PowerPlay Improvement continued

Posted on by Chris Warburton

Defining Improvement

Over the past few weeks I've been hacking on the PowerPlay implementation I mentioned in a previous post. PowerPlay is a meta-algorithm, which may allow existing problem-solving algorithms to improve over time.

The definition of 'improve' used by PowerPlay is to keep a list of regression tests: problems which we know can already be solved. We consider a solver S2 to be an improvement over a solver S1 if S2 can solve all of our regression tests and we can find a problem it can solve which S1 cannot solve.
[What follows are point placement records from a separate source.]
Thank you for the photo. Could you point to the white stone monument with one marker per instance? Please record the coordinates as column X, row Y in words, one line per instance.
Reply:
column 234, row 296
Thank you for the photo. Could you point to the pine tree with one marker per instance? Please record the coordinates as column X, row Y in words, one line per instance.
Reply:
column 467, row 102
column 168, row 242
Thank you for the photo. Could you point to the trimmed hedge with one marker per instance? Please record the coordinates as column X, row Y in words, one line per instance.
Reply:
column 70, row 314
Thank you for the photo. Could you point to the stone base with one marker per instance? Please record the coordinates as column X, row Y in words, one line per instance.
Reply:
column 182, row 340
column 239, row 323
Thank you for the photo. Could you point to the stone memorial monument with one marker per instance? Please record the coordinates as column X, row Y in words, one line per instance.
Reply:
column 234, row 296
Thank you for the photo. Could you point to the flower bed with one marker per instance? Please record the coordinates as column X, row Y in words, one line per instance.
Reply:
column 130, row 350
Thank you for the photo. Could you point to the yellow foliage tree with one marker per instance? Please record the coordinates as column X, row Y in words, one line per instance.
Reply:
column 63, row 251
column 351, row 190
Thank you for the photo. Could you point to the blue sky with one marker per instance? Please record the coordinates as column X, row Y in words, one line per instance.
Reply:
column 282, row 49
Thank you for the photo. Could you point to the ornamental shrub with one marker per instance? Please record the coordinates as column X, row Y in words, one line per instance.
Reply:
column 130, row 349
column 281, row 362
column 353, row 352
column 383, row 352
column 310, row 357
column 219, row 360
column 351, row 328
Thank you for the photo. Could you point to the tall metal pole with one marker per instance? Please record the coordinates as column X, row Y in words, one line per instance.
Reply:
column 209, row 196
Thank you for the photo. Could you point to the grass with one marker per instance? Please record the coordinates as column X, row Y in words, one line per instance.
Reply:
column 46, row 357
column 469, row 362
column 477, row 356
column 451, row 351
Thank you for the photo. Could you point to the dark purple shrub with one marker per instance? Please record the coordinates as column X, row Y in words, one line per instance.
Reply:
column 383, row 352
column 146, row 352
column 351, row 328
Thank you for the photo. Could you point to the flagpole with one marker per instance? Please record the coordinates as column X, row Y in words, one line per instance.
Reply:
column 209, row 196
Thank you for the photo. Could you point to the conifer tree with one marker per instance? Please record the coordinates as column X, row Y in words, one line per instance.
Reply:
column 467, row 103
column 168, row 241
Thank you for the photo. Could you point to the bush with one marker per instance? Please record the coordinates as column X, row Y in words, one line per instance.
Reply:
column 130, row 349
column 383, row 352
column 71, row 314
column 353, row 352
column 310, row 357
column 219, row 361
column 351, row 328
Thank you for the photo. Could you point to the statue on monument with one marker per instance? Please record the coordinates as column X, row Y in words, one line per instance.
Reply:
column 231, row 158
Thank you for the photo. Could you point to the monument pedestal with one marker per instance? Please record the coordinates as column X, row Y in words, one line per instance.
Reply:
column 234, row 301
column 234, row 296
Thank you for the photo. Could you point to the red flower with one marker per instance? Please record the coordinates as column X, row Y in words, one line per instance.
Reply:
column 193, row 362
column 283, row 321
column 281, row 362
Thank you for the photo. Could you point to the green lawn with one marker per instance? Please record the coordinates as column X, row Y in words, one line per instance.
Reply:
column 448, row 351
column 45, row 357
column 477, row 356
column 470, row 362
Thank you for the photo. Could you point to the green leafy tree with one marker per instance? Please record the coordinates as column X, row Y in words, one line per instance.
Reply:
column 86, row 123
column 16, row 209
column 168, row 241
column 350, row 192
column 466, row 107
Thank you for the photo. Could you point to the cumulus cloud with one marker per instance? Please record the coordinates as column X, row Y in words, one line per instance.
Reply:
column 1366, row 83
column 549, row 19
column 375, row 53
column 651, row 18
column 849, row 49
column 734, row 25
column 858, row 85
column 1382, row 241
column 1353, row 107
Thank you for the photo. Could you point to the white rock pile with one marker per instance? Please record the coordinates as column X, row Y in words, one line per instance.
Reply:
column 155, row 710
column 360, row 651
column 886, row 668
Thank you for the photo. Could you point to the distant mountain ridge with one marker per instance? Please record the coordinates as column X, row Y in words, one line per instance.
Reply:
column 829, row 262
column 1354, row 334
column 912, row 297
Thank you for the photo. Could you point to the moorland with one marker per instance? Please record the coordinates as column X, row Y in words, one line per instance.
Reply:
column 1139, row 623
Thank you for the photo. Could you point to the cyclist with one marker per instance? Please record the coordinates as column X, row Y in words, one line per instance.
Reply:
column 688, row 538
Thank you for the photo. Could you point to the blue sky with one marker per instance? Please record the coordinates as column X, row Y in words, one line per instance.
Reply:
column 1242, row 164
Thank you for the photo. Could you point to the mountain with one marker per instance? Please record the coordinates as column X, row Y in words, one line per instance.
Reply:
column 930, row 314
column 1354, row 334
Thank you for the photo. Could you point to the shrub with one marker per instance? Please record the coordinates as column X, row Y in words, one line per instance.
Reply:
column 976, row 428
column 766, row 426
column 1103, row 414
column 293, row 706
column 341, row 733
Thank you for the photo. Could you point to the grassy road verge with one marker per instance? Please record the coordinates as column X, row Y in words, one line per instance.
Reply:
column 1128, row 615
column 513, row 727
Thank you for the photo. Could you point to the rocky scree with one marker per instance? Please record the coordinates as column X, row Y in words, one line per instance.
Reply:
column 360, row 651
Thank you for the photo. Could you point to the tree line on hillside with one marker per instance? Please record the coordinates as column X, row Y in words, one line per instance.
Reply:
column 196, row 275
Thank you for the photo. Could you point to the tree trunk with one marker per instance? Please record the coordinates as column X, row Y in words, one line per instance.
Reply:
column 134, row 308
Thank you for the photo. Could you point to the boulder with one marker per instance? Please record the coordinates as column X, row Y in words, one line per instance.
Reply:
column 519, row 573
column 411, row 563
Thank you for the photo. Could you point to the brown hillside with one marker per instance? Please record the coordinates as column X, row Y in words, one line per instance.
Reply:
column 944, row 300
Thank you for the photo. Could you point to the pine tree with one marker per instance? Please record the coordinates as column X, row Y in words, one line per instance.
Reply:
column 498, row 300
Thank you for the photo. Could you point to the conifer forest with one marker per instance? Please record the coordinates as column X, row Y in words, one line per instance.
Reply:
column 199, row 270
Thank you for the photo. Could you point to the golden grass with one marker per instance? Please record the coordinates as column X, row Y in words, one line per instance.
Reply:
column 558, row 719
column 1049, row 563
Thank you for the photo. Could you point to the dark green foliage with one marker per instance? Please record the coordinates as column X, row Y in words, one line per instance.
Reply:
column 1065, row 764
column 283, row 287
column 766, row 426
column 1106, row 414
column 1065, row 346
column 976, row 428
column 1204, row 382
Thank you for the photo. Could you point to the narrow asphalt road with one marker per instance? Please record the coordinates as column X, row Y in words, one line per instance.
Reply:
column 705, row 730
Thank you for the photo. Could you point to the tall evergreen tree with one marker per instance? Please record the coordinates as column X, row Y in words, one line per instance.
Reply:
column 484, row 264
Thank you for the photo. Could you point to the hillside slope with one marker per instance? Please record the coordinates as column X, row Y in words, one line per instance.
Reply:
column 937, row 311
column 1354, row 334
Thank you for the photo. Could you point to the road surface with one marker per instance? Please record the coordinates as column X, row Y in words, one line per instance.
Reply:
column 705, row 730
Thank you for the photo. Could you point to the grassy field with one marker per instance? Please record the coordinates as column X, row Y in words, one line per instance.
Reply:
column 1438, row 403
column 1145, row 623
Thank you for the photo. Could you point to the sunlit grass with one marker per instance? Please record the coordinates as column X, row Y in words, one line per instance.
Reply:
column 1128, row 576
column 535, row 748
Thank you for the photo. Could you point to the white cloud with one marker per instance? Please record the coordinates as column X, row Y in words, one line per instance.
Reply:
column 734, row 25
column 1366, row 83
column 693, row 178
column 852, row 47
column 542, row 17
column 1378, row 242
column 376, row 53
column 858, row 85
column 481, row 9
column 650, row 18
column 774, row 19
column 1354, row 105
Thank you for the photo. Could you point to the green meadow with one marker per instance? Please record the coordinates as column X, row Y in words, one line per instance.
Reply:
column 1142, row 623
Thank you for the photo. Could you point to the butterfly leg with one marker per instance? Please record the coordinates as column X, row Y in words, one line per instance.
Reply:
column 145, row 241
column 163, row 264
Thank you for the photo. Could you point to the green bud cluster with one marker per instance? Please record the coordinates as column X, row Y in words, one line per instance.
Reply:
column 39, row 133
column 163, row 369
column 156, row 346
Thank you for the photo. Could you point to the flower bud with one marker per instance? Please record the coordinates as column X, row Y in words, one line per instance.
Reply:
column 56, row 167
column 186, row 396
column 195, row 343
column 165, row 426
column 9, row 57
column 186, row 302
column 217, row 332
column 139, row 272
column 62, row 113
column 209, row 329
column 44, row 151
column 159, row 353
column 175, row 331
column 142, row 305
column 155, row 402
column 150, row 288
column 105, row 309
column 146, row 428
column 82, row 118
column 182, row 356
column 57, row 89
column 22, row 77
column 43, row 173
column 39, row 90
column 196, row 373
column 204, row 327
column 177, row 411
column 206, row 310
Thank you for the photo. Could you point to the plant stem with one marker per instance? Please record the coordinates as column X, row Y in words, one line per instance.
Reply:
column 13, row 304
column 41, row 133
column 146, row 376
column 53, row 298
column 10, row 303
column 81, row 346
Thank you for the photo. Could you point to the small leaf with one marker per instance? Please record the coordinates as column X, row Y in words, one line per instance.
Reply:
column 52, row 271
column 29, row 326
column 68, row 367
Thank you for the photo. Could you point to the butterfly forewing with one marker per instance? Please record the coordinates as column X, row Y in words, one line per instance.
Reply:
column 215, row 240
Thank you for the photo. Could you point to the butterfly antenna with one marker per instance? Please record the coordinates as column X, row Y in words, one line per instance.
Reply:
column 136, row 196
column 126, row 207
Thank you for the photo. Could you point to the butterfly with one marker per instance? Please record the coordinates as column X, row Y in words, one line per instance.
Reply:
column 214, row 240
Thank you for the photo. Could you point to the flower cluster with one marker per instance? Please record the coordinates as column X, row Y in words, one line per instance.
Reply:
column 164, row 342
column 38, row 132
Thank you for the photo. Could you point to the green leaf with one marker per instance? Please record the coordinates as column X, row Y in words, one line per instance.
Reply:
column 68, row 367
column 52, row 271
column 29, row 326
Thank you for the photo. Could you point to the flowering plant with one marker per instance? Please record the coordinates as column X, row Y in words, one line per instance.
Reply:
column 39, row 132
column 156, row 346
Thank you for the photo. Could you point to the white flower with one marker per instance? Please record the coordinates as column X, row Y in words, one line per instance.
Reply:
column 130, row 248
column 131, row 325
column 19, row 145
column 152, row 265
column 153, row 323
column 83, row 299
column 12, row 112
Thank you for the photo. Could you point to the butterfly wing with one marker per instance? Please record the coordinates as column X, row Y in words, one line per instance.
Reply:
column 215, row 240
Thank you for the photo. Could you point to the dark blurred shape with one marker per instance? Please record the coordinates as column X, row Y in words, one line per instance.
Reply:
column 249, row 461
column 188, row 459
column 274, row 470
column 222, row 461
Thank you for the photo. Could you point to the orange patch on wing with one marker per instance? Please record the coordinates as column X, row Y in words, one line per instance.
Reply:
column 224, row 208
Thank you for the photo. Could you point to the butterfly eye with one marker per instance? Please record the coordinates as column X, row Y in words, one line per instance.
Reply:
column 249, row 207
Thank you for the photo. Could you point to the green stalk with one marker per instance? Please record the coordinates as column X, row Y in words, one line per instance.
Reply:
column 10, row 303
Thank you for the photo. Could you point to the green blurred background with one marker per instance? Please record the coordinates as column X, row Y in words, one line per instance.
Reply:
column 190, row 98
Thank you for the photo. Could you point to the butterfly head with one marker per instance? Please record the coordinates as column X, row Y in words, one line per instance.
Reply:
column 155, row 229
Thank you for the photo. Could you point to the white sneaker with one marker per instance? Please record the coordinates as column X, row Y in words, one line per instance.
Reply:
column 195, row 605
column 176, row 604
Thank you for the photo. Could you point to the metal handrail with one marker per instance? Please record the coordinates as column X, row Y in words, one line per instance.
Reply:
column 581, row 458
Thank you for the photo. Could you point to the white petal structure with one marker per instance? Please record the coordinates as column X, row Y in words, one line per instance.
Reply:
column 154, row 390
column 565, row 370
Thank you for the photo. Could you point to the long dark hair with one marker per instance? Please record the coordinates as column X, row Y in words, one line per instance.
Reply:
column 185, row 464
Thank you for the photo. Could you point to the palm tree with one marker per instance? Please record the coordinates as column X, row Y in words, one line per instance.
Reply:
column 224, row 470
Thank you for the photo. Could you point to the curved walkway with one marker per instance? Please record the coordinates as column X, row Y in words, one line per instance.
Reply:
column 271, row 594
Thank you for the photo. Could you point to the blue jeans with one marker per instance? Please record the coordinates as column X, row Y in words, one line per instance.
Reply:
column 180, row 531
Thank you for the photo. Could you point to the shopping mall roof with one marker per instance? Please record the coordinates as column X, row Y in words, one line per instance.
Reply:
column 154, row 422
If we manage to do this, we put this new problem in our list of tests and start using S2 as our problem solver.

Maybe a flow chart will explain better:

Chart 1

As I talked about in my previous post, this is a rather unsatisfactory notion of improvement. Firstly, it only tracks performance against the small, finite number of problems in our list of regression tests. Secondly, we must explicitly keep this list in memory, adding a memory cost linear in the number of improvements.

Instead, we can abandon the list and make one all-encompassing regression test: S2 is only an improvement over S1 if every problem solvable by S1 is also solvable by S2 (plus there's a problem solvable by S2 but not S1, as before). Here's the corresponding flow chart:

Chart 2

I spent some time trying to support both of these notions of improvement, as pluggable modules, but the code got pretty hairy pretty quickly. I've now abandoned the list-based criterion entirely in favour of the universally-quantified one. This has resulted in a much simpler specification, available in the Simple.v file of the git repository.

The specification is currently quite conservative: it guarantees that implementations never lose the ability to solve a problem, but it allows trivial implementations which never improve. It is simple to prove perpetual improvement for particular problem domains (eg. those mentioned below), but I haven't yet worked out a nice set of sufficient and necessary conditions which are general enough to bake into the spec.